On 12/27/2015 9:26 PM, Henry Spencer wrote:

On Sun, 27 Dec 2015, Henry Vanderbilt wrote:
Engines can to a considerable extent be life-tested on the ground. A
much larger unknown (as Bill has pointed out) is the fatigue lifetime
of the structure and tankage... The tricky thing is, whether (and
where, and how well hidden) F9 first stage might (or might not) have
its equivalent of the old Comet airliner's square-cornered windows - a
place where fatal fatigue builds up under flight cycles much faster
than expected.

That can also be tested on the ground, to some extent, if you understand
the flight loads halfway well: dedicate a fatigue-test airframe to
sitting in a hangar being flexed by hydraulic jacks, so that it builds
up cycles much faster than the flight vehicles. When that was done for
the Comet -- it wasn't a routine part of aircraft development then --
the window-corner fatigue failure was successfully duplicated.

Replicating some aspects of the rocket flight environment (notably the
vibration) admittedly might be difficult.
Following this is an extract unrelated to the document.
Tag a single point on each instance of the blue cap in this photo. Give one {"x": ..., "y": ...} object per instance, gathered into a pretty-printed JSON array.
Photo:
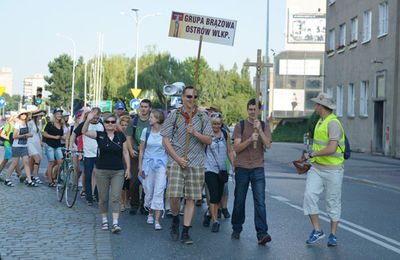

There are also pressure-cycles on the tankage and plumbing, as well as thermal cycles on the variously cryo-cooled and aero-heated portions of the structure. And aero and acoustic loads at points where those are significant. And vibrations, which as you point out, can be hard to simulate - engine vibrations especially, on sheer power and bandwidth requirements, but aero also - going supersonic is not a gentle process.

It might actually be easier, cheaper, and more effective to come up with a boilerplate upper-stage mass&aerodynamics simulator, then instrument the hell out of a first stage and fly it repeatedly till things start breaking.

Probably out of Texas, so this doesn't get in the way of Cape operations.